10 September 2019, 07:00 WIB

Batas Usia Perkawinan Diusulkan 19 Tahun


(Sru/H-1) | Humaniora

 ANTARA FOTO/Akbar Tado/foc/18.
  ANTARA FOTO/Akbar Tado/foc/18.
KAMPANYE PENCEGAHAN PERKAWINAN ANAK: Menteri Pemberdayaan Perempuan dan Perlindungan Anak (PPPA) Yohana S Yembise (kedua kiri) 

PEMERINTAH akan mengusulkan ikhwal batas minimal usia perka-winan yang diizinkan disamakan antara laki-laki dan perempuan, yaitu 19 tahun. Hal itu sesuai dengan Undang-Undang Nomor 23 Tahun 2002 tentang Perlindungan Anak yang menyatakan usia anak ialah nol hingga 18 tahun.

Batas usia minimal perkawinan tersebut merupakan satu-satunya usul dari pemerintah terhadap perubahan Undang-Undang Nomor 1 Tahun 1974 tentang Perkawinan untuk dibahas bersama DPR-RI. Menurut Menteri Pemberdayaan Perempuan dan Perlindungan Anak (PPPA) Yohana Susana Yembise pemerintah berharap usul tersebut bisa segera disahkan DPR pada September tahun ini sebelum anggota baru DPR dilantik.

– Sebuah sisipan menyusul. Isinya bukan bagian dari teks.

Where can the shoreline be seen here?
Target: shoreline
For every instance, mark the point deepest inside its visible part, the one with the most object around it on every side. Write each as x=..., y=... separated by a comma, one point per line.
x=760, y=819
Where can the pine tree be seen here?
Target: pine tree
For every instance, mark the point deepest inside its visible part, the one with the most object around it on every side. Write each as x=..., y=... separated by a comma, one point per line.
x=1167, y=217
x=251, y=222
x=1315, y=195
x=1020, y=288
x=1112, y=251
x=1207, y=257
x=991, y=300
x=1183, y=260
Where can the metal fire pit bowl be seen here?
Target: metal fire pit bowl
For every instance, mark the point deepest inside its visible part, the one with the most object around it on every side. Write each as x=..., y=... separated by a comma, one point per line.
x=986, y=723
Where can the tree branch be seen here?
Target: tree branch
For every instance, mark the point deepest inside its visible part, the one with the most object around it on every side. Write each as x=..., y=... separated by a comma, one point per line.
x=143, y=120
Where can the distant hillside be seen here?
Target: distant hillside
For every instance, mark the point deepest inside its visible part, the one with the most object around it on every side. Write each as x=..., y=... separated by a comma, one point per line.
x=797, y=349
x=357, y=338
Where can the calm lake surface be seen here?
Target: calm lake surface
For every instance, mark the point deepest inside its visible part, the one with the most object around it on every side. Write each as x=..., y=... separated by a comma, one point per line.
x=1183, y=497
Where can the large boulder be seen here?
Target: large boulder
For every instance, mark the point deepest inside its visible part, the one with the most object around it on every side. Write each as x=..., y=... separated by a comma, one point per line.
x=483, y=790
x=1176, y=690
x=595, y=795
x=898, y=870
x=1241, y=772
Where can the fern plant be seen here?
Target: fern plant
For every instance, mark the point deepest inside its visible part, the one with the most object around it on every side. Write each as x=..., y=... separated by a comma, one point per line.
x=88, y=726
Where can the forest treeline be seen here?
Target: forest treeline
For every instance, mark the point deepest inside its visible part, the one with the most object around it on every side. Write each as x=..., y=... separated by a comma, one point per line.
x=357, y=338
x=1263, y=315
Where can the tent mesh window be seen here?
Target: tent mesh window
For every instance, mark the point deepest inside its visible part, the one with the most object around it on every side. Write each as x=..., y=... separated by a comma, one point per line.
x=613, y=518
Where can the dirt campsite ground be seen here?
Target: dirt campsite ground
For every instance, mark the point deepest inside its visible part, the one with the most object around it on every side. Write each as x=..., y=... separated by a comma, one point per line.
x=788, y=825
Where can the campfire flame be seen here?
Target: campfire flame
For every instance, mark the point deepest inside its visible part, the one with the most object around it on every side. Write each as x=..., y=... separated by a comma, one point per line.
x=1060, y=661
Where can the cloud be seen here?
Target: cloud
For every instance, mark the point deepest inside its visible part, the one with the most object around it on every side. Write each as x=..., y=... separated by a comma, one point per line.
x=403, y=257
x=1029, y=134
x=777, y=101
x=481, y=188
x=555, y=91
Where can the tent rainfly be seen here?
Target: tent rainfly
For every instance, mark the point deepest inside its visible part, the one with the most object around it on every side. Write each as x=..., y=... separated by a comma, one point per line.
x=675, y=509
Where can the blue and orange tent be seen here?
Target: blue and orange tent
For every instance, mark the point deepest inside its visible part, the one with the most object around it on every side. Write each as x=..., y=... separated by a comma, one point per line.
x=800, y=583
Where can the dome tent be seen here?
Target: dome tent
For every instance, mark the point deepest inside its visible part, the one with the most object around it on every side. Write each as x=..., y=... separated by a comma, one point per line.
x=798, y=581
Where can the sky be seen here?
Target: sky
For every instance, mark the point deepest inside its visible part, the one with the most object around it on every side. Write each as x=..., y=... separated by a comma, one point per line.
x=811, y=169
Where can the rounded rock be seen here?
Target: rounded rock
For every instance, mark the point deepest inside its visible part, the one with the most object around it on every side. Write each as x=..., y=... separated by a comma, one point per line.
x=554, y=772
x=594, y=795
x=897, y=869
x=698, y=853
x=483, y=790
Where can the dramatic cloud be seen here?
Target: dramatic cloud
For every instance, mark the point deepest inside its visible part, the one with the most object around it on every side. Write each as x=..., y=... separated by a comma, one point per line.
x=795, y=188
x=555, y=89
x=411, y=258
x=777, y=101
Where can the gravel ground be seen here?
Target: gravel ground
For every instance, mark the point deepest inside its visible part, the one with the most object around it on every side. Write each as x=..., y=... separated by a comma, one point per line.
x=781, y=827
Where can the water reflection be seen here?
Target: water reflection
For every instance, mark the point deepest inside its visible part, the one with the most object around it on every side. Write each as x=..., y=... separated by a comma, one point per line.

Untuk diketahui di Undang-Undang Perkawinan Pasal 7 ayat (1) disebutkan perkawinan hanya diizinkan bila pihak laki-laki sudah mencapai usia 19 tahun dan pihak perempuan sudah mencapai usia 16 tahun. Adapun ayat (2) dan ayat (3) yang mengatur tentang pemberian dispensasi pengadilan terhadap perkawinan di bawah usia tersebut, tidak ada perubahan.

"Untuk pemberian dispensasi, Mahkamah Agung sudah menyatakan akan menerbitkan peraturan agar dispensasi tidak mudah diberikan," jelas Yohana.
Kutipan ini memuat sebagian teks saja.